Personal information
- Nationality: South Korean
- Born: 26 February 1962 (age 64)

Korean name
- Hangul: 성낙군
- Hanja: 成樂群
- RR: Seong Nakgun
- MR: Sŏng Nakkun

Sport
- Sport: Sprinting
- Event: 4 × 100 metres relay

Medal record
Men's athletics
Representing South Korea
Asian Championships
| Bronze medal – third place | 1981 Tokyo | 4×100 m |
| Bronze medal – third place | 1983 Kuwait City | 4×100 m |
| Bronze medal – third place | 1985 Jakarta | 4×100 m |

= Sung Nak-kun =

South Korean sprinter

Sung Nak-kun (born 26 February 1962) is a South Korean sprinter. He competed in the men's 4 × 100 metres relay at the 1988 Summer Olympics.
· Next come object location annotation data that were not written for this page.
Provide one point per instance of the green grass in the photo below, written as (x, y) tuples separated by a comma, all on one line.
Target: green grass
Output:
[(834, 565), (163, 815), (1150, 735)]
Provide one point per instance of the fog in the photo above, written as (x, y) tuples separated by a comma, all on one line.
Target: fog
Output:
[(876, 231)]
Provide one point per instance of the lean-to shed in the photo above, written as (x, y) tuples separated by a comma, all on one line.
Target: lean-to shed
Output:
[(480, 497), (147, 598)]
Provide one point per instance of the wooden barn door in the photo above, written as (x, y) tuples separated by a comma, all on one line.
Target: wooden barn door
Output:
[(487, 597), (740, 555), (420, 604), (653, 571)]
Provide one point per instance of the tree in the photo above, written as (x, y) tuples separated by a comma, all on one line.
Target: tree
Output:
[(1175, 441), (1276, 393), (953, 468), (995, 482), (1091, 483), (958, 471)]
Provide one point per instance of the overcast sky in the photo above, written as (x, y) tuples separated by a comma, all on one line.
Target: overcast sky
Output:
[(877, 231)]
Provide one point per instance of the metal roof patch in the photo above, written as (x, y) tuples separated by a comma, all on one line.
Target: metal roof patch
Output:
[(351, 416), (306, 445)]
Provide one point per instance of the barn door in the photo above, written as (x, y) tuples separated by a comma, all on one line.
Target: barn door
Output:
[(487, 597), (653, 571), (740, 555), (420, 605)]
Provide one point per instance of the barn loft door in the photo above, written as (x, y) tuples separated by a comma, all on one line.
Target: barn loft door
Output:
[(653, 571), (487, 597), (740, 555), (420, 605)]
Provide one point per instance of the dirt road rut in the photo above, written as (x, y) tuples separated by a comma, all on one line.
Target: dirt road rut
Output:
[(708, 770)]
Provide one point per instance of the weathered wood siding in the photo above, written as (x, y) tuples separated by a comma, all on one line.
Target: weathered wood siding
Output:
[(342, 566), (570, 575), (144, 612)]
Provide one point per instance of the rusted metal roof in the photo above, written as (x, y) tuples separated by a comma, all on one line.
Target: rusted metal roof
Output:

Sung attended Busan Sports High School (부산체육고등학교) and was active in track and field there. He went on to Dong-a University, and while a student there represented South Korea at the 1980 Juniors Track World Championships and the 1983 Asian Athletics Championships. Along with Jang Jae-keun, Kim Jong-il, and Sim Deok-seop, he was part of the team which won bronze in the men's 4 × 100 metres relay at the 1986 Asian Games.

His brother Sung Nak-gap was also a competitive sprinter in the 1990s.